The Cactus League by Emily Nemens. Farrar, Straus and Giroux, 2020. $27.00, 288 Pages.
I am in love with baseball. Classic Americana baseball movies, The Sandlot, and Field of Dreams were staples of my childhood. I go to as many minor league games in my hometown as I can every summer (though sadly not this year), and whenever I’m visiting a city with a major league team during the season, I’m pretty much guaranteed to buy tickets. But I never knew how woefully lacking my understanding of the underbelly of baseball was until I read Emily Nemen’s The Cactus League.
“Cactus League,” referencing the annual ritual of spring training in Arizona, is a fitting title for a work focused on American aspirations, both realized and failed. Spring training is a place of desperation, where baseball players, coaches, and fans alike go to experience the very beginning of the season. While some players impress and make a major league roster, most fail, and the cycle continues all over again next year under the unforgiving desert sun. The title serves as a quick reminder of what’s to come in the narrative, as we follow the story of famed baseball star Jason Goodyear through the perspectives of various characters in each chapter, or inning, as the novel calls them.
We hear from people like Michael Taylor, an aging minor league coach who used to coach Jason. Like any classical baseball sage he has a storied-but-failed major league baseball career of his own. Themes that compound on the idea of the Cactus League and Spring Training are quickly established. There’s always something ticking, and in the case of Michael, and by extension Jason, that thing is time: “Whether it’s the slow creep of glaciers dripping toward the sea, or the steady piling up of cut stones… nothing is still.” Michael’s life remains fairly stagnant. He has a dedicated wife, he travels around the country visiting his children through the year, and returns to Scottsdale, Arizona, where he bought a home at the beginning of his career in an effort to show his dedication to the sport, another reminder of the painful material sacrifices many must make to succeed in something so inherently associated with American culture. Regardless of his stasis, the passing of time forces change upon him. A nasty break-in, which renders his house unlivable, is an intriguing catalyst that helps him realize how inevitable change really is in the face of dreams, a reality that everyone must grapple at one point or another, even famous baseball players like Jason Goodyear, and a theme that threads itself through the rest of book.

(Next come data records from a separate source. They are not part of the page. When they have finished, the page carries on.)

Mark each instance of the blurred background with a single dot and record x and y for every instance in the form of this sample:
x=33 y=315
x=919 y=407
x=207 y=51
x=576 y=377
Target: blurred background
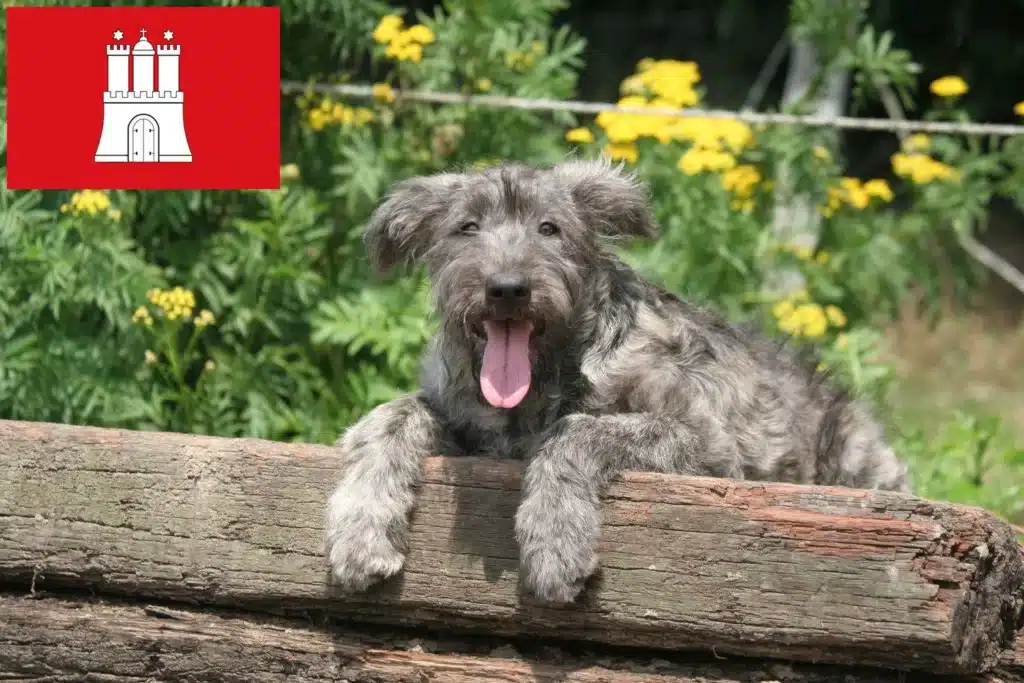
x=896 y=254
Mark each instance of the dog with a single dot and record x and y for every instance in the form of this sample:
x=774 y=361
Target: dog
x=551 y=349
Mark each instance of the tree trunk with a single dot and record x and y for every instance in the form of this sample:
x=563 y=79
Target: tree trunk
x=65 y=641
x=738 y=567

Nemens’ unique narrative structure is driven by details that reveal how the next perspective connects to the previous, even if such connections are not always clear. It is a clever device, and helps to remind us of one of the story’s central concepts: the American dream. While we explore characters who are both directly connected to Jason Goodyear, Nemens also tackles issues of class through characters that can hardly be associated with the main character. Inning eight deviates from most of the novel’s other characters, following a little boy named Alex, whose mother works the concession stand at the baseball stadium. Alex’s mother bounces her children from home to home, squatting until it’s time to leave; Michael Taylor’s house, which we discovered was completely trashed in the beginning, is one of the houses they squat in. This is only one instance in which characters that have never interacted before are connected, and the juxtaposition between Michael and this nameless mother is jarring. Michael, wealthy and comfortable if not rich, has the luxury of bouncing around the country all year round, while finding a safe haven in Scottsdale. In many ways Michael’s material wealth is centered on the success of his baseball aspirations. Alex’s mother however is a squatter, bouncing from home to home, struggling for money under the same system that grants Michael safety. While Micheal has the resources to mentor and coach, Alex’s mother is neglecting her children: “Walking to the bus the other day Michelle told Alex they were homeless, but he didn’t think that’s right, either, because first they lived with Randy and then in the [Michael Taylor] House and now they live here. That’s three homes, not no homes.” It’s a theme that circles back again to what the Cactus League ultimately represents: an American Dream, but one that only comes to fruition for a select some at an enormous cost to others. While many classic Americana works commemorate baseball as a game for the working class, America’s favorite pastime, Nemens doesn’t let us forget what parts of the sport have become in this modern age: a commodified game, rooted in business, wealth, and capitalistic goals.
The Cactus League reveals the way people can be so singularly focused, a trait so ubiquitous with the American identity that its value is too often assumed. If Nemens’ backdoor examination of American sport and dream has a moral message, it is that passions and wealth do not always equate to satisfaction; you can be the most successful person in your field, like Jason Goodyear is perceived to be, and still be a struggling person with detrimental vices. Such dedication usually masks those vices until they become too accepted to be undone. A common message, perhaps, but one that Nemens delivers beautifully. I’ll be returning to this novel again and again, a perfect replacement for a baseball-less summer, my own seventh inning stretch.
Britton Hansen is a recent graduate from Loyola University New Orleans. She is a writer and political organizer from Albuquerque, New Mexico.